Kırım yarımadası etrafında iki alan yaratmıştık: uçuşa yasak alan ve seyrüsefere yasak alan. Rusya, uluslararası hukukun seyrüsefer ve sivil havacılık hürriyeti normlarına uygun davranmıştı: Uluslararası Sivil Havacılık Örgütü’nü ve uluslararası deniz taşımacılığı yapan herkesi, bu bölgelerin kapalı olduğuna dair bilgilendirmiştik. Hububat anlaşması meselesi gündeme geldiğinde ise gemilerin bu seyrüsefere kapalı alandan geçmesi için koridorlar teşkil edildi. SİHA’nın düştüğü yerde böyle bir koridor yok. Orası kapalı bölge. SİHA Kırım kıyılarına 60 km mesafede denizin dibinde, yani bu bölgenin içinde. Bu yüzden kendi savaş gemilerimizi bunun sınırlarına yerleştirip Amerikalıların geçmesine izin vermeyiz. ...

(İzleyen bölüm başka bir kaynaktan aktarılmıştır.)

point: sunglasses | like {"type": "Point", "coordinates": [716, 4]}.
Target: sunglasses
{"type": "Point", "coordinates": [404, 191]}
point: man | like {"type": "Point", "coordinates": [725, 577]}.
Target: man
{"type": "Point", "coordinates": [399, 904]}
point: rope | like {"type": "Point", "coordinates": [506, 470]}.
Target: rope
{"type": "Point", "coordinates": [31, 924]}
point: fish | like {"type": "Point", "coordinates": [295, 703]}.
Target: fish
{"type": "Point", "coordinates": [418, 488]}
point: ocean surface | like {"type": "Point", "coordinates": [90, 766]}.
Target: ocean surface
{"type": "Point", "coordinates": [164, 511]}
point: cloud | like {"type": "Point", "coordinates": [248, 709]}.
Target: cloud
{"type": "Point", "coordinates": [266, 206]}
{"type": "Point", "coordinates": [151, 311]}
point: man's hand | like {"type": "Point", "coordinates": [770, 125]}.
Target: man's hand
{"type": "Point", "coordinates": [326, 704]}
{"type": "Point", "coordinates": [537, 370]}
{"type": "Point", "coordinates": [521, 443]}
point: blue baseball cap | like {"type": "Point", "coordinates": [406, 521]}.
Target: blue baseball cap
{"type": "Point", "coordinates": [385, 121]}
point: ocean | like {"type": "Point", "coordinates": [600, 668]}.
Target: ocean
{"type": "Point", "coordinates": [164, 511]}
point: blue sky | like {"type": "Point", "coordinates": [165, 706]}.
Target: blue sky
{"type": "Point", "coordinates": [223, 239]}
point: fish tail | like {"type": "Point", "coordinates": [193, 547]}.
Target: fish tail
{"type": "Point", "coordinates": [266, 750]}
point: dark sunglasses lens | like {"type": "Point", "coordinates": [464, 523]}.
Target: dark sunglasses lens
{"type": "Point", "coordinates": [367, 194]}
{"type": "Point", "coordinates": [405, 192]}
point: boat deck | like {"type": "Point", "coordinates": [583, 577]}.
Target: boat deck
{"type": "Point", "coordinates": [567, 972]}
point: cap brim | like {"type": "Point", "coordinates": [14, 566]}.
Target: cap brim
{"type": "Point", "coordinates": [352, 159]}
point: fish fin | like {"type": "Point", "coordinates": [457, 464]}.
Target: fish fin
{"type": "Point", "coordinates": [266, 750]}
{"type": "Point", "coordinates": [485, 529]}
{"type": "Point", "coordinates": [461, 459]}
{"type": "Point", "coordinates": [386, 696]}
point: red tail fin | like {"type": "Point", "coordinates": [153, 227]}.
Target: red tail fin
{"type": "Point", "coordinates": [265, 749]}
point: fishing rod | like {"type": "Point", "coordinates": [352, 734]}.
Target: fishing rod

— Amerikalılar gelecekte Türkiye’den Boğazlar’ı ABD deniz kuvvetleri gemilerine açmasını talep etmek için yeni bir provokasyona girişebilirler mi?

— Tam bu nedenle, Rusya Savunma Bakanı Sergey Şoygu geçtiğimiz günlerde ABD Savunma Bakanı Lloyd Austin ile, Rusya Genelkurmay Başkanı Valeriy Gerasimov da ABD Genelkurmay Başkanı Mark Milley ile görüştüler. Her ikisine de, Amerikalılar durmayacak olurlarsa olayların nereye varabileceği bildirildi.

— Nasıl?

— Bu bölgelere girecek her şeyin yok edileceği uyarısı yapıldı. Bu doğrudan söylenmedi, ama şu açıklandı: “Güvenlik konusunda size hiçbir garanti vermeyiz.” Bu, şu demek: “Bu beyanı işittikten sonra risk alırsanız, size karşı silah kullanılacağı konusunda sizi uyarmış olduk.” (V. Kojemyakin / Argumentı i Faktı, 16 Mart)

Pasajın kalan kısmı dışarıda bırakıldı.